Virtual war, Mazury airshow, heatwave drownings
Poland Today compiled this week’s news from around the world about Poland.
Click the headline to read the full story.
Virtual Reality of the Warsaw Uprising
The Times of Israel (Israel)
The ruins of Warsaw in 1944 have been brought back to life with a new virtual reality component of the Warsaw Uprising Museum. “We no longer have to ask ourselves what we would have done had we been there,” said Tomasz Dobosz, the film’s creator. “We feel like we’re actually there at that time, which enables a sensitive viewer to experience the decisions he would have made.” While the scenes in the 15-minute film are fictional, they refer to a real event experienced by the insurgent Wladyslaw Sieroszewski, who survived being shot in the heart by Germans.
City of Gizycko hosts Mazury AirShow
Xin Hua News (China)
Crowds of spectators, pilots, and media from around the world convened in Gizycko, Poland, for the Mazury AirShow. The show is organized by aviation enthusiasts and takes place over a lake, making it accessible to spectators on the beach, pier, benches, or watercraft. The Mazury AirShow has taken place every summer for twenty consecutive years.

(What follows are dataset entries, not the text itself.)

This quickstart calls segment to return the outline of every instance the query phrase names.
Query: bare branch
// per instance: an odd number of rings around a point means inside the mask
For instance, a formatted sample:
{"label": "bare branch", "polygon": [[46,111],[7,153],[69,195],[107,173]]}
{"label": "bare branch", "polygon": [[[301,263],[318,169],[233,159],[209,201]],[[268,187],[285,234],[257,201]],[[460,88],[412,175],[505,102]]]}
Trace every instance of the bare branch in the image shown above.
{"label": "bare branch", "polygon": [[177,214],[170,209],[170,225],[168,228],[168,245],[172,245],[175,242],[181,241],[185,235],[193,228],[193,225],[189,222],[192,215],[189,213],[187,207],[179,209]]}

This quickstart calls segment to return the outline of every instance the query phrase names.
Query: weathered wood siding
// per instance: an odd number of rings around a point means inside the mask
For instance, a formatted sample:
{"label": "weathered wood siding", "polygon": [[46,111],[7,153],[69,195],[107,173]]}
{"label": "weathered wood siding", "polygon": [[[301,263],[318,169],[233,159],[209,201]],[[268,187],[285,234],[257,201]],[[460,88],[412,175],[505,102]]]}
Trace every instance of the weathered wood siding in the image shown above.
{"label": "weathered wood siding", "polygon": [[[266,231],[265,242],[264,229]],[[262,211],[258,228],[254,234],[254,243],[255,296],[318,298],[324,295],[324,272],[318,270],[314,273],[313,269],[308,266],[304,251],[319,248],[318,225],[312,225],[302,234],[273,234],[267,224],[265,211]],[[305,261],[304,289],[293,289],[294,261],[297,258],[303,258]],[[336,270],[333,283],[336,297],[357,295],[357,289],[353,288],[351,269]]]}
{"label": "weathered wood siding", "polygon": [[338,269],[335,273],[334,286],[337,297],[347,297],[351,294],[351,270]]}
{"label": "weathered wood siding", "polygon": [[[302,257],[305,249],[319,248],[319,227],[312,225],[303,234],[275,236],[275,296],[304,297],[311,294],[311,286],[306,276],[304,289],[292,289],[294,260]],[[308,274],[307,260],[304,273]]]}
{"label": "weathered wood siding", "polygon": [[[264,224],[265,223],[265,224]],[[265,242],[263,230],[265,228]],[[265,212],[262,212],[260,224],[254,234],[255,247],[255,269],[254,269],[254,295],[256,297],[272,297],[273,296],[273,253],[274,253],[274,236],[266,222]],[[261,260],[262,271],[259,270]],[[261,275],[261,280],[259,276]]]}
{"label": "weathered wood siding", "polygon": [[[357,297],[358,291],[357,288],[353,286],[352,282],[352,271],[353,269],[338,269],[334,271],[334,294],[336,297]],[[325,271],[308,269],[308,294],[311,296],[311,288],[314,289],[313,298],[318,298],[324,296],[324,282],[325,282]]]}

Poland counts about 250 drowning victims since April
Business Day (South Africa)
The bodycount for drowning victims in Poland has risen to 250 between the months of April and August of 2018. “For years now the main cause of drownings has remained the same: people go for a swim after consuming alcohol,” said national police spokesperson Marzena Orzynska. Polish police reported that the drownings usually occur in unsupervised areas, such as lakes and rivers, more so than in the sea.
Poland identifies British fake recycling scandal
The Telegraph (United Kingdom)
Polish authorities claim that over 1,000 tons of waste from Great Britain have been incorrectly labeled as recyclable plastic. As a result, three British companies that ship recyclables to Poland are being investigated for participation in a “fake recycling” scandal by the UK’s Environment Agency.
Discovery of unexploded WWII bomb leads to mass evacuation
The New York Post
After the discovery of a 250-kilogram, unexploded World War II-era bomb, Polish police report that about 2,000 to 3,000 people are being evacuated from the town of Glogow. The bomb was found in the Oder River, an area of southwestern Poland that belonged to Germany during WWII, during a cleaning of the river bottom. Three WWII-era bombs have already been found in the region before this current discovery.